Nazis rein oder raus?

Lothar König, Peter Wensierski, Bernd Wagner

Lothar König, Peter Wensierski, Bernd Wagner

In München läuft der Prozeß gegen die Mitglieder und Unterstützer des NSU. Der Untersuchungsausschuss des Bundestages hat vor eini­ger Zeit sei­nen Abschlussbericht vor­ge­legt. Doch wie geht man an der Basis mit jugend­li­chen Rechtsradikalen um?

Diese Frage woll­ten am gest­ri­gen Abend Bernd Wagner von Exit, einer Anlaufstelle für Aussteiger aus der rechts­ra­di­ka­len Szene sowie der bekannte Jenaer Jugendpfarrer Lothar König nach­ge­hen.

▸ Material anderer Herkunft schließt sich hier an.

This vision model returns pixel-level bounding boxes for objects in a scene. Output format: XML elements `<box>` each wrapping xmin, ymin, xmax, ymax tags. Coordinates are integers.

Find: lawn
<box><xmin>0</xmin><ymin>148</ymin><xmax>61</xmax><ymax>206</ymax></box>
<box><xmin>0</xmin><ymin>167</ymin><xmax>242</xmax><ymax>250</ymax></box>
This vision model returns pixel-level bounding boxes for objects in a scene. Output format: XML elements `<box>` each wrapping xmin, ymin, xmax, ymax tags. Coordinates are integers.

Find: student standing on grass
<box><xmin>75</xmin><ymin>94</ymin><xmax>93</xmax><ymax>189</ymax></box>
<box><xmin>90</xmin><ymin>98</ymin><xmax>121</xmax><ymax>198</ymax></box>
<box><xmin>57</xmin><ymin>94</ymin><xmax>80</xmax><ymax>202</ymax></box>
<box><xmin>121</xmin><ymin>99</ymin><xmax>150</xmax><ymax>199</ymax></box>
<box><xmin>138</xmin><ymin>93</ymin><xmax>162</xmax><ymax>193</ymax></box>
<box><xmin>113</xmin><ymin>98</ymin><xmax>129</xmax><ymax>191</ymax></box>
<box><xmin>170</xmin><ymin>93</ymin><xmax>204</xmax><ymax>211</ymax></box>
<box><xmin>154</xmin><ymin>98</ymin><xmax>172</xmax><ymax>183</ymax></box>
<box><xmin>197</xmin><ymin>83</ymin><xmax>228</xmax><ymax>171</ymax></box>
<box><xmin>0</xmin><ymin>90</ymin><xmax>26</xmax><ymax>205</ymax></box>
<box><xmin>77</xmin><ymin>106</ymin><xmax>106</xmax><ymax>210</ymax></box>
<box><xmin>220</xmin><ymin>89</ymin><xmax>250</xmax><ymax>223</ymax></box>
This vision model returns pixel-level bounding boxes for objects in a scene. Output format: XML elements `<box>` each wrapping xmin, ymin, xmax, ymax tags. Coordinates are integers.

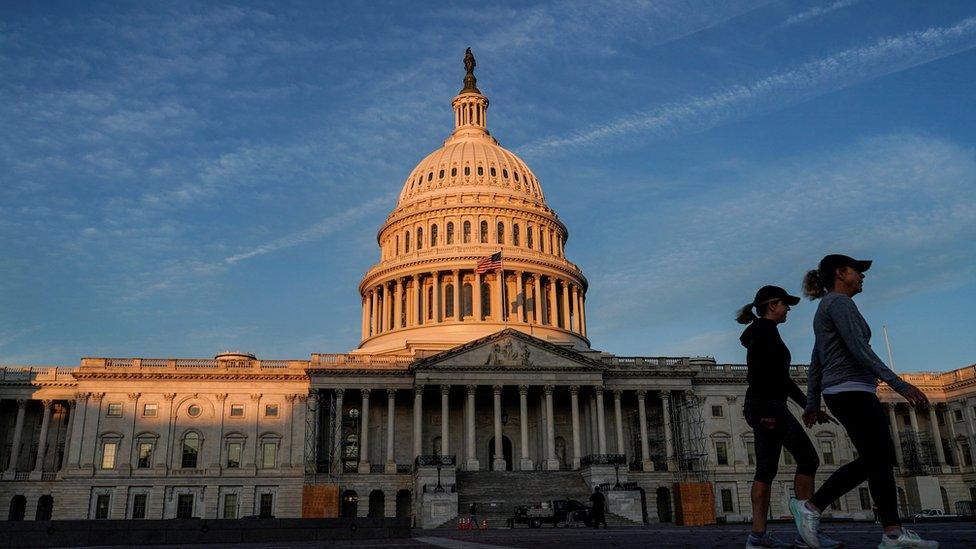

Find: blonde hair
<box><xmin>802</xmin><ymin>269</ymin><xmax>827</xmax><ymax>300</ymax></box>
<box><xmin>735</xmin><ymin>303</ymin><xmax>758</xmax><ymax>324</ymax></box>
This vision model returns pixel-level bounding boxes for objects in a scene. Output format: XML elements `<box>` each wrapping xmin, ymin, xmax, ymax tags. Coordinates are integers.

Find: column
<box><xmin>544</xmin><ymin>385</ymin><xmax>559</xmax><ymax>470</ymax></box>
<box><xmin>358</xmin><ymin>389</ymin><xmax>370</xmax><ymax>473</ymax></box>
<box><xmin>662</xmin><ymin>391</ymin><xmax>675</xmax><ymax>471</ymax></box>
<box><xmin>361</xmin><ymin>296</ymin><xmax>369</xmax><ymax>339</ymax></box>
<box><xmin>413</xmin><ymin>274</ymin><xmax>422</xmax><ymax>325</ymax></box>
<box><xmin>465</xmin><ymin>385</ymin><xmax>478</xmax><ymax>470</ymax></box>
<box><xmin>518</xmin><ymin>385</ymin><xmax>532</xmax><ymax>470</ymax></box>
<box><xmin>928</xmin><ymin>406</ymin><xmax>946</xmax><ymax>467</ymax></box>
<box><xmin>579</xmin><ymin>291</ymin><xmax>587</xmax><ymax>337</ymax></box>
<box><xmin>394</xmin><ymin>278</ymin><xmax>403</xmax><ymax>329</ymax></box>
<box><xmin>385</xmin><ymin>389</ymin><xmax>397</xmax><ymax>473</ymax></box>
<box><xmin>908</xmin><ymin>405</ymin><xmax>921</xmax><ymax>465</ymax></box>
<box><xmin>570</xmin><ymin>284</ymin><xmax>579</xmax><ymax>332</ymax></box>
<box><xmin>369</xmin><ymin>290</ymin><xmax>377</xmax><ymax>336</ymax></box>
<box><xmin>637</xmin><ymin>390</ymin><xmax>652</xmax><ymax>471</ymax></box>
<box><xmin>595</xmin><ymin>387</ymin><xmax>607</xmax><ymax>454</ymax></box>
<box><xmin>30</xmin><ymin>400</ymin><xmax>53</xmax><ymax>479</ymax></box>
<box><xmin>493</xmin><ymin>385</ymin><xmax>506</xmax><ymax>470</ymax></box>
<box><xmin>561</xmin><ymin>281</ymin><xmax>571</xmax><ymax>331</ymax></box>
<box><xmin>887</xmin><ymin>403</ymin><xmax>904</xmax><ymax>468</ymax></box>
<box><xmin>377</xmin><ymin>286</ymin><xmax>384</xmax><ymax>332</ymax></box>
<box><xmin>945</xmin><ymin>404</ymin><xmax>964</xmax><ymax>467</ymax></box>
<box><xmin>613</xmin><ymin>390</ymin><xmax>625</xmax><ymax>454</ymax></box>
<box><xmin>570</xmin><ymin>386</ymin><xmax>581</xmax><ymax>470</ymax></box>
<box><xmin>588</xmin><ymin>392</ymin><xmax>599</xmax><ymax>454</ymax></box>
<box><xmin>440</xmin><ymin>385</ymin><xmax>450</xmax><ymax>455</ymax></box>
<box><xmin>452</xmin><ymin>270</ymin><xmax>461</xmax><ymax>321</ymax></box>
<box><xmin>412</xmin><ymin>386</ymin><xmax>423</xmax><ymax>459</ymax></box>
<box><xmin>60</xmin><ymin>401</ymin><xmax>75</xmax><ymax>471</ymax></box>
<box><xmin>3</xmin><ymin>399</ymin><xmax>27</xmax><ymax>478</ymax></box>
<box><xmin>432</xmin><ymin>271</ymin><xmax>440</xmax><ymax>323</ymax></box>
<box><xmin>548</xmin><ymin>277</ymin><xmax>558</xmax><ymax>326</ymax></box>
<box><xmin>533</xmin><ymin>275</ymin><xmax>542</xmax><ymax>323</ymax></box>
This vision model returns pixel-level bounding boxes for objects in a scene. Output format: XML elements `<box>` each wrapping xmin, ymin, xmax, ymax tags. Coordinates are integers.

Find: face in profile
<box><xmin>767</xmin><ymin>299</ymin><xmax>790</xmax><ymax>323</ymax></box>
<box><xmin>837</xmin><ymin>266</ymin><xmax>865</xmax><ymax>295</ymax></box>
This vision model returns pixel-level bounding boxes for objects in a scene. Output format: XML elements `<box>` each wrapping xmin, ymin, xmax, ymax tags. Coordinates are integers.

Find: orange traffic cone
<box><xmin>480</xmin><ymin>519</ymin><xmax>488</xmax><ymax>530</ymax></box>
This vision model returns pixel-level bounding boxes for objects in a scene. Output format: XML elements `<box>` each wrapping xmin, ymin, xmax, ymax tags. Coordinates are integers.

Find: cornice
<box><xmin>71</xmin><ymin>371</ymin><xmax>310</xmax><ymax>382</ymax></box>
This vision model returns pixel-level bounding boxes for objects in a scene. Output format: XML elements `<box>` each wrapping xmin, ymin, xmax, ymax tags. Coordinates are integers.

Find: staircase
<box><xmin>448</xmin><ymin>471</ymin><xmax>641</xmax><ymax>528</ymax></box>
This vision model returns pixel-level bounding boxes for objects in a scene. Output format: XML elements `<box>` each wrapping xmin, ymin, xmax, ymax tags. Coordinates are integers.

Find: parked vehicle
<box><xmin>912</xmin><ymin>509</ymin><xmax>959</xmax><ymax>520</ymax></box>
<box><xmin>509</xmin><ymin>499</ymin><xmax>593</xmax><ymax>528</ymax></box>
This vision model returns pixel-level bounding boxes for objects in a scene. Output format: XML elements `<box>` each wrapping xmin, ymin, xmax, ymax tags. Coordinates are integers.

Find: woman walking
<box><xmin>791</xmin><ymin>254</ymin><xmax>937</xmax><ymax>548</ymax></box>
<box><xmin>738</xmin><ymin>285</ymin><xmax>838</xmax><ymax>549</ymax></box>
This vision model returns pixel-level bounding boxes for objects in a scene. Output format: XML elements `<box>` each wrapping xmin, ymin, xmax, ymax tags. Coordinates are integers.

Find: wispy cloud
<box><xmin>224</xmin><ymin>193</ymin><xmax>395</xmax><ymax>264</ymax></box>
<box><xmin>784</xmin><ymin>0</ymin><xmax>860</xmax><ymax>27</ymax></box>
<box><xmin>522</xmin><ymin>16</ymin><xmax>976</xmax><ymax>155</ymax></box>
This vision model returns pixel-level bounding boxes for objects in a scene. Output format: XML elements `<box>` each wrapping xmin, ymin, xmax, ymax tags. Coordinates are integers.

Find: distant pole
<box><xmin>883</xmin><ymin>324</ymin><xmax>895</xmax><ymax>369</ymax></box>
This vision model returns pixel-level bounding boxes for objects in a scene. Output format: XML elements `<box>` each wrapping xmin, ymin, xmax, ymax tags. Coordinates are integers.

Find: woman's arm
<box><xmin>830</xmin><ymin>298</ymin><xmax>910</xmax><ymax>393</ymax></box>
<box><xmin>805</xmin><ymin>348</ymin><xmax>823</xmax><ymax>414</ymax></box>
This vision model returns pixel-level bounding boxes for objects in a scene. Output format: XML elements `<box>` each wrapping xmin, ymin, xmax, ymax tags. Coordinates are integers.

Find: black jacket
<box><xmin>740</xmin><ymin>318</ymin><xmax>806</xmax><ymax>417</ymax></box>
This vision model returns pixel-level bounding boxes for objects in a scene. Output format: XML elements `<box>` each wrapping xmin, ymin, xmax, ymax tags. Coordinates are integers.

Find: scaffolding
<box><xmin>304</xmin><ymin>390</ymin><xmax>341</xmax><ymax>482</ymax></box>
<box><xmin>899</xmin><ymin>429</ymin><xmax>940</xmax><ymax>476</ymax></box>
<box><xmin>669</xmin><ymin>393</ymin><xmax>710</xmax><ymax>483</ymax></box>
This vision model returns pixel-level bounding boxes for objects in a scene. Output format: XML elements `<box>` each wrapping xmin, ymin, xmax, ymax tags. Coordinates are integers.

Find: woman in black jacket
<box><xmin>738</xmin><ymin>285</ymin><xmax>836</xmax><ymax>549</ymax></box>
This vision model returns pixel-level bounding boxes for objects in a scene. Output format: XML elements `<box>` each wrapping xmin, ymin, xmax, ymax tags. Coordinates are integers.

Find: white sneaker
<box><xmin>789</xmin><ymin>498</ymin><xmax>821</xmax><ymax>548</ymax></box>
<box><xmin>878</xmin><ymin>528</ymin><xmax>938</xmax><ymax>548</ymax></box>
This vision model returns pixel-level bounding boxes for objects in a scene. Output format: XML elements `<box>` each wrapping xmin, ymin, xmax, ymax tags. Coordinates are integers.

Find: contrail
<box><xmin>784</xmin><ymin>0</ymin><xmax>860</xmax><ymax>27</ymax></box>
<box><xmin>520</xmin><ymin>16</ymin><xmax>976</xmax><ymax>156</ymax></box>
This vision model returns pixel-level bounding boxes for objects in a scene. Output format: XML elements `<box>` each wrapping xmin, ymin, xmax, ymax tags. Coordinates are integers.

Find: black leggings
<box><xmin>744</xmin><ymin>405</ymin><xmax>819</xmax><ymax>484</ymax></box>
<box><xmin>809</xmin><ymin>391</ymin><xmax>900</xmax><ymax>527</ymax></box>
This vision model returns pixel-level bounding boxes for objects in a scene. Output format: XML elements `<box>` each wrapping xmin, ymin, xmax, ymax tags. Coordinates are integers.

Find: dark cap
<box><xmin>819</xmin><ymin>254</ymin><xmax>872</xmax><ymax>275</ymax></box>
<box><xmin>753</xmin><ymin>285</ymin><xmax>800</xmax><ymax>307</ymax></box>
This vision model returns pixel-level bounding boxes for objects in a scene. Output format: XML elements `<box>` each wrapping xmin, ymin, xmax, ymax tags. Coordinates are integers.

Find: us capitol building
<box><xmin>2</xmin><ymin>53</ymin><xmax>975</xmax><ymax>527</ymax></box>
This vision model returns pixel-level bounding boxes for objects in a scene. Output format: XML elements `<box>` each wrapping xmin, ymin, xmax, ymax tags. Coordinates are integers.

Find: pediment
<box><xmin>413</xmin><ymin>329</ymin><xmax>603</xmax><ymax>371</ymax></box>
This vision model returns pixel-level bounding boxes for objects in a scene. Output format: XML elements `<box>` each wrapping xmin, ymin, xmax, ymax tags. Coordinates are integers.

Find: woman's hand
<box><xmin>759</xmin><ymin>417</ymin><xmax>776</xmax><ymax>429</ymax></box>
<box><xmin>816</xmin><ymin>410</ymin><xmax>838</xmax><ymax>425</ymax></box>
<box><xmin>802</xmin><ymin>409</ymin><xmax>819</xmax><ymax>428</ymax></box>
<box><xmin>898</xmin><ymin>383</ymin><xmax>929</xmax><ymax>409</ymax></box>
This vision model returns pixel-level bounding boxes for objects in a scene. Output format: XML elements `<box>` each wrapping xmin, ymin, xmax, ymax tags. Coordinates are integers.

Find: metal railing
<box><xmin>415</xmin><ymin>454</ymin><xmax>457</xmax><ymax>467</ymax></box>
<box><xmin>579</xmin><ymin>454</ymin><xmax>626</xmax><ymax>467</ymax></box>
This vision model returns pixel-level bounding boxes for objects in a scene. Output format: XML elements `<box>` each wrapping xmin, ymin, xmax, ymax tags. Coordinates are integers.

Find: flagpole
<box><xmin>883</xmin><ymin>324</ymin><xmax>895</xmax><ymax>369</ymax></box>
<box><xmin>500</xmin><ymin>252</ymin><xmax>507</xmax><ymax>326</ymax></box>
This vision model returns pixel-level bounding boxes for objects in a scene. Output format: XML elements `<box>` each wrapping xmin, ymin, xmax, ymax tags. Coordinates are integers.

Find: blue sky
<box><xmin>1</xmin><ymin>1</ymin><xmax>974</xmax><ymax>372</ymax></box>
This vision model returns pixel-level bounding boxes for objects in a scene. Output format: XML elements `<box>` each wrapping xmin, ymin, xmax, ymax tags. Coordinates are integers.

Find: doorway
<box><xmin>656</xmin><ymin>487</ymin><xmax>672</xmax><ymax>523</ymax></box>
<box><xmin>487</xmin><ymin>435</ymin><xmax>513</xmax><ymax>471</ymax></box>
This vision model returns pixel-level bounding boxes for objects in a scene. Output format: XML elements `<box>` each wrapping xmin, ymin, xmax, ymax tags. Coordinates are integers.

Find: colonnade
<box><xmin>884</xmin><ymin>402</ymin><xmax>952</xmax><ymax>470</ymax></box>
<box><xmin>2</xmin><ymin>399</ymin><xmax>72</xmax><ymax>480</ymax></box>
<box><xmin>338</xmin><ymin>385</ymin><xmax>676</xmax><ymax>474</ymax></box>
<box><xmin>360</xmin><ymin>268</ymin><xmax>586</xmax><ymax>340</ymax></box>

Moderiert wurde die Podiumsdiskussion vom Journalisten Peter Wensierski (Der Spiegel).

Veranstalter war die – aller­dings nicht wahr­nehm­bare - Robert-Havemann-Gesellschaft - die sich der “Aufarbeitung der Geschichte und Erfahrungen von Opposition und Widerstand in der DDR” ver­schrie­ben hat.

In der Ankündigung der Veranstaltung hieß es: “Für die demo­kra­ti­sche Gesellschaft ist der Rechtsradikalismus eine Bedrohung und Herausforderung zugleich. Ist man sich in der Ablehnung des Rechtsradikalismus auch weit­ge­hend einig, so nicht bei der Frage nach einem ange­mes­se­nen Umgang mit rechts­ra­di­ka­len Jugendlichen.” Allerdings konnte die hier vor­han­dene Frage nach dem Umgang mit eben­sol­chen Jugendlichen nicht geklärt wer­den. Es machte eher den Eindruck, als wür­den sich sowohl König als auch Wagner vor einer Antwort drü­cken. Der Moderator ver­suchte immer wie­der, den bei­den kon­krete Aussagen zu ent­lo­cken; lei­der ver­geb­lich.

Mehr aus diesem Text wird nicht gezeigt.